Bij besluit van 12 februari 2018 (bestreden besluit) heeft de korpschef het bezwaar
niet-ontvankelijk verklaard wegens niet-verschoonbare termijnoverschrijding.
2.1.
Bij uitspraak van 21 juni 2018 heeft de rechtbank Midden-Nederland (de rechtbank) het beroep tegen het bestreden besluit met toepassing van artikel 8:54 van de Algemene wet bestuursrecht (Awb) ongegrond verklaard.
2.2.
Bij de aangevallen uitspraak heeft de rechtbank het verzet tegen de uitspraak van
21 juni 2018 gegrond verklaard, het beroep tegen het bestreden besluit gegrond verklaard, dat besluit vernietigd, het bezwaar voor zover gericht tegen de “post dwangsom”
niet-ontvankelijk verklaard en de korpschef opgedragen het bezwaarschrift door te zenden naar de inspecteur van belasting voor zover het ziet op de inhouding van belasting.
3. In hoger beroep heeft appellant zich op de hierna te bespreken gronden tegen de aangevallen uitspraak gekeerd.
4. De Raad komt tot de volgende beoordeling.
4.1.
Ingevolge artikel 8:78 van de Awb spreekt de rechtbank de beslissing, bedoeld in
artikel 8:77, eerste lid, aanhef en onder c, in het openbaar uit. Artikel 8:77, eerste lid, aanhef en onder c, houdt in dat de schriftelijke uitspraak de door de rechtbank genomen beslissing dient te vermelden. De Raad stelt vast dat de aangevallen uitspraak vermeldt dat de beslissing is uitgesproken in het openbaar op 12 november 2018. Daarmee heeft de rechtbank voldaan aan haar wettelijke verplichting. De beroepsgrond dat de aangevallen uitspraak niet in het openbaar is uitgesproken, slaagt dus niet.
4.2.
Bij de aangevallen uitspraak is het bestreden besluit vernietigd. De beroepsgrond dat dit besluit onbevoegd is genomen, raakt de aangevallen uitspraak daarom niet en kan dus tot niets leiden. Vastgesteld wordt overigens dat het vernietigde bestreden besluit met inachtneming van het door de korpschef in hoger beroep ingestuurde mandaatbesluit tot stand is gekomen.
Inhouding loonheffing
4.3.
Het bezwaar was mede gericht tegen de inhouding van loonbelasting. Zoals onder meer is overwogen in de uitspraak van 16 juli 2015, ECLI:NL:CRVB:2015:2370, moet tegen een zodanige inhouding bezwaar worden gemaakt bij de inspecteur van belasting. De rechtbank heeft dus terecht opdracht tot de doorzending gegeven.

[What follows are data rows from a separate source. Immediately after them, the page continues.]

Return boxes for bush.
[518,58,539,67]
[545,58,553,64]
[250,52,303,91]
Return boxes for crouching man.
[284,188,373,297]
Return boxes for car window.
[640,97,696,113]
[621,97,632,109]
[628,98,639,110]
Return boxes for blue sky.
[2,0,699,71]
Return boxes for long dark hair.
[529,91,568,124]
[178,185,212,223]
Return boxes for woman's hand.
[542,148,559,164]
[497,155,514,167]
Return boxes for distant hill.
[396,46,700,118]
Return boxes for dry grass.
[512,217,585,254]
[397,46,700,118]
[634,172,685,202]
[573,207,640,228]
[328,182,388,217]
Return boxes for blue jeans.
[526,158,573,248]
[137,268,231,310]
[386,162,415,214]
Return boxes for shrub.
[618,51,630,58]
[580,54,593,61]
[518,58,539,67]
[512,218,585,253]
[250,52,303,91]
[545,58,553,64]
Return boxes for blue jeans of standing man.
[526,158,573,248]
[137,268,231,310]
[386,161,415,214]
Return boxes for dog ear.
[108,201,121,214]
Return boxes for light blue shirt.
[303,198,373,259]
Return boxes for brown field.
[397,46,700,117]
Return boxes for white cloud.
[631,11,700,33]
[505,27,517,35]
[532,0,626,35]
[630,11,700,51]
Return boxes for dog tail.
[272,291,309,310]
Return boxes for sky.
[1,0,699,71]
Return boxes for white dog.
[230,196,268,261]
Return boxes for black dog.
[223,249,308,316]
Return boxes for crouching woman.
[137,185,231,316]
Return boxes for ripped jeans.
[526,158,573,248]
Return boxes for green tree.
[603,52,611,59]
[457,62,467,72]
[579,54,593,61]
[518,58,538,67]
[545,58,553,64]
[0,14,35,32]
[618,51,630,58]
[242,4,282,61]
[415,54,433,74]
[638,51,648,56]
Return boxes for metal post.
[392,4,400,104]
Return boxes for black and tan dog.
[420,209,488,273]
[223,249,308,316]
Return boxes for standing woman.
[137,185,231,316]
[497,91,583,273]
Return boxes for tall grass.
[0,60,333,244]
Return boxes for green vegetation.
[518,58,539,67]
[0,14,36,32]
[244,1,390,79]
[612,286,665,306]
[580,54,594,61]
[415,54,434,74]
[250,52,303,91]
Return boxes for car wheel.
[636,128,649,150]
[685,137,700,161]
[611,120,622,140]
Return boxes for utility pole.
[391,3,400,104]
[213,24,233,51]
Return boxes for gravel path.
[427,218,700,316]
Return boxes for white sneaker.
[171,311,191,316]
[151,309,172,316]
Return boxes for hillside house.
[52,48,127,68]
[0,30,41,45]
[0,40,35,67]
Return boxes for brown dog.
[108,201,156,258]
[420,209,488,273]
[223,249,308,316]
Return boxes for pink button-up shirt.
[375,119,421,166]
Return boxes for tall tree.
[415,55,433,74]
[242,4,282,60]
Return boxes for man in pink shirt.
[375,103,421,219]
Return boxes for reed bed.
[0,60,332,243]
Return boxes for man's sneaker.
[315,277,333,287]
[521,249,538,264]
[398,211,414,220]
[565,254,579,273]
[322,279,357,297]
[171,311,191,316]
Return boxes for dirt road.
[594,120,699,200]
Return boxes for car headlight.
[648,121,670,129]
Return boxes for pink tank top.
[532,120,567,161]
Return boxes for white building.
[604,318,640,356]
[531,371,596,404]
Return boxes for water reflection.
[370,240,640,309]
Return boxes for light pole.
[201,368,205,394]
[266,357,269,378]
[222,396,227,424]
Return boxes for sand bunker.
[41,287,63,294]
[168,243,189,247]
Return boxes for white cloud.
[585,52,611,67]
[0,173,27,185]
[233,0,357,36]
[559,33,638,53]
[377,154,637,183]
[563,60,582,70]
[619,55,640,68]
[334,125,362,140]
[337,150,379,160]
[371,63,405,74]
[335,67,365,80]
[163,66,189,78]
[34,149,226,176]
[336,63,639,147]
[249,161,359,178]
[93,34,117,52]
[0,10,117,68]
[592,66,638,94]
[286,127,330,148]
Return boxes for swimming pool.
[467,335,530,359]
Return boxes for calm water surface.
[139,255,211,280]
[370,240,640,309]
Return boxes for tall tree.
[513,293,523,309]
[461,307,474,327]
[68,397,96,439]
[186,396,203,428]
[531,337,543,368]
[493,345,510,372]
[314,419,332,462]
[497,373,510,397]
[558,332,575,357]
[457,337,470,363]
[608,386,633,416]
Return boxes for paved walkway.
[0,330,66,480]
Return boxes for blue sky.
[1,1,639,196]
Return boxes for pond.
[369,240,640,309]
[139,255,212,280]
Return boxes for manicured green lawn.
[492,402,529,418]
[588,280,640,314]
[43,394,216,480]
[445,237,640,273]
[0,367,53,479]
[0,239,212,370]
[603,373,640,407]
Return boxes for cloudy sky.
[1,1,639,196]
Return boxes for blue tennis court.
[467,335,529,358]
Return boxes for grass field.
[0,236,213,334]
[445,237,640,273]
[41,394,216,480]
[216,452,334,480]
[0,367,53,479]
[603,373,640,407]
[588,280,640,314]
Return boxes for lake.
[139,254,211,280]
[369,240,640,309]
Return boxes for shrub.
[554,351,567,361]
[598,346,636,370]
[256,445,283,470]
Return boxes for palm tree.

Verschoonbare termijnoverschrijding
4.4.
Wat betreft de dwangsom heeft appellant de termijn voor het indienen van het bezwaar overschreden. Appellant heeft een beroep gedaan op verschoonbaarheid hiervan vanwege het ontbreken van een rechtsmiddelverwijzing op de salarisspecificatie. Zoals onder meer is overwogen in de uitspraak van 16 mei 2019, ECLI:NL:CRVB:2019:1663, zal in geval van een dergelijk ontbreken de termijnoverschrijding in het algemeen niet verschoonbaar zijn als redelijkerwijs kan worden aangenomen dat de belanghebbende wist dat hij binnen een bepaalde termijn bezwaar moest maken. De gemachtigde van appellant heeft in het bezwaarschrift van 7 november 2017 verwezen naar een brief en een e-mail van
25 augustus 2017, waarin was verzocht de dwangsom naar de gemachtigde over te maken. Hieruit leidt de Raad af dat appellant al voor afloop van de bezwaartermijn werd bijgestaan door een professionele rechtshulpverlener. Redelijkerwijs mag worden aangenomen dat de gemachtigde over de vereiste kennis beschikt. Die kennis kan aan appellant worden toegerekend. De rechtbank heeft het bezwaar dus terecht in zoverre niet-ontvankelijk verklaard.
Conclusie
4.5.
Uit 4.1 tot en met 4.4 volgt dat het hoger beroep niet slaagt. De aangevallen uitspraak moet worden bevestigd.
5. Voor een veroordeling in de proceskosten bestaat geen aanleiding.

BESLISSING

De Centrale Raad van Beroep bevestigt de aangevallen uitspraak.
Deze uitspraak is gedaan door B.J. van de Griend, in tegenwoordigheid van E. Stumpel als griffier. De beslissing is uitgesproken in het openbaar op 1 augustus 2019.